MAIN CONGKLAK SAMA CAPRES DAN CAWAPRES
 "Karena hidup tidak hanya mengambil tapi juga memberi"
Hembusan angin sore itu sangat kencang, langit -- langit biru mulai tertutup oleh mendung, suara kilat menggelegar merambat dari kota ke perdesaan, itulah gambaran kecanggihan teknologi sekarang 1 menit berita bisa viral. Tapi yang paling penting kita kehujanan basah kuyup atau tiduran di rumah nonton tv sambil makan kerupuk, menikmati keributan ini itu yang bikin bulu -- bulu leher berdiri sendiri se akan -- akan ada aura -- aura kebencian.
Sekarang tv -- tv tidak hanya berada di perkotaan atau di perdesaan. Di penjuru warung -- warung di sediakan fasilitas tv sebagai wahana nobar kejuaraan sepak bola, tapi chanel itu di tahun 2019 mulai di arahkan ke acara televisi soal debat memperkuat dukungan capres dan cawapres yang pada tahun 2019 akan mencatat sejarah baru yang memang harus di abadikan dan di informasikan. Seakan -- akan ini adalah permaian sepak bola baru para kaum penikmat kopi,  yang banyak suposter-nya sana -- sini teriak yel -- yel antar pendukung sebagai bentuk partisipasi dalam pemilu tahun 2019, itu hal yang bagus dan luar biasa dalam membentuk kreatifitas dan ketrampilan setiap pemilih. Tapi kreatifitas itu akan hilang dan lebur dengan kata -- kata yang saling memojokan satu sama lain.

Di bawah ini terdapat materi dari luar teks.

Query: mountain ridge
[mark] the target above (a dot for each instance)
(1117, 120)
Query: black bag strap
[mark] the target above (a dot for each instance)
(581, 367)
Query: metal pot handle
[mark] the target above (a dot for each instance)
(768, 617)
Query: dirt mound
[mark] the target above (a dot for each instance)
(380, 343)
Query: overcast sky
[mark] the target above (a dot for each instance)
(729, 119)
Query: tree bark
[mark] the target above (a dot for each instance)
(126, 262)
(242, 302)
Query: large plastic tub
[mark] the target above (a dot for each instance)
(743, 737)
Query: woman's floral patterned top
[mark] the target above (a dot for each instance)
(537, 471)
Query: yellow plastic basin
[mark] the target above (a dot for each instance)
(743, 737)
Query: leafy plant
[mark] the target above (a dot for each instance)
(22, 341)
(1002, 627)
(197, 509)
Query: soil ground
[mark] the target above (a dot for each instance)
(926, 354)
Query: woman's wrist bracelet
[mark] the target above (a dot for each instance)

Sore itu Langlang kebingungan di tinggal kakaknya Buana pergi ke warung, pasalnya dia di tinggal sendiri di area persawahaan di bawah gubuk kecil. Temannya hanyalah rintihan hujan, karena semua yang dia dengar sebuah anugrah yang luar biasa meskipun yang di dengar adalah berita -- berita yang kadang tidak benar. Dia bersyukur tidak bisa melihat, memang Tuhan memberikan kebutaan terhadap matanya bukan sebuah musibah atau rasa cacat, dia mulai memaknai kebutaan ketika berkali -- kali mendengar cerita dari kakaknya Buana yang menjelaskan di dunia ini apa yang tidak menipu? Padangan mata yang selalu dilihat hanyalah fana yang sebenarnya kesimpulan indah dan buruknya muncul dari hati yang paling dalam bukan karena pandangan mata. Bagaimana tidak? tanpa melihat, Langlang tahu  bahwa nilai keindahan bisa dia rasakan lewat sentuhan dan rabaannya dari hati yang paling dalam mengenahi perilaku setiap orang. Bukan karena berpakaian yang rapi atau compang camping tapi melainkan dari perilaku yang diberikan kepada orang lain itulah keindahan menurut Langlang dalam mengartikan kebutaannya.
Tak lama hujan berhenti, Buana dan adek -- adeknya kembali menemui Langlang. Awalnya ingin memulung dijalanan tapi Buana berubah pikiran saat melihat seorang anak desa sedang bermain congklak yang sangat seru penuh denga nilai ke agungan yang berharga untuk adek -- adeknya. Akhirnya Buana hanya membawakan berbutir -- butir batu kerikil dan satu batang ranting sebagai percobaan permaian tersebut. yang dimana permaian itu dari kecil belum pernah dia mainkan sama sekali.
Karena tidak memiliki papan congklak, Buana akhirnya melukiskan lingkaran -- lingkaran kecil berjumlah 14 lingkaran yang berhadapan dengan 7 lingkaran untuk  lawan dan 7 lingkaran untuk  dirinya sendiri, begitu juga dilukiskan dua lingkaran besar di kedua sisi. Ketika lukisan papan congklak itu selesai adeknya mulai bingung apa yang Buana lakukan dengan lingkaran - lingkaran tersebut. Denga rasa penasaran Bara bertanya pada kakaknya.
"Kenapa lingkaran yang berhadapan kok cuma 7?" Tanya Bara merasa bingung.
Buana berpikir sejenak karena Buana juga belum begitu mengerti. Â Tak lama dari itu karena memiliki pemikiran yang sangat cepat dia mulai menjawab sesuai dari perjalanan hidupnya.
" Oh itu ... Jadi 7 melambangkan sebuah hari, dimana hari -- hari itu nantinya akan terus kita lewati, begitu juga melewati hari lainya hingga kita jatuh pada lingkaran yang paling besar yaitu kematian" Ucap Buana sambil menunjuk kedua lubang besar di kedua sisi.
"Terus cara bermainnya gimana mas?" Tanya Langlang yang hanya bisa mendengar.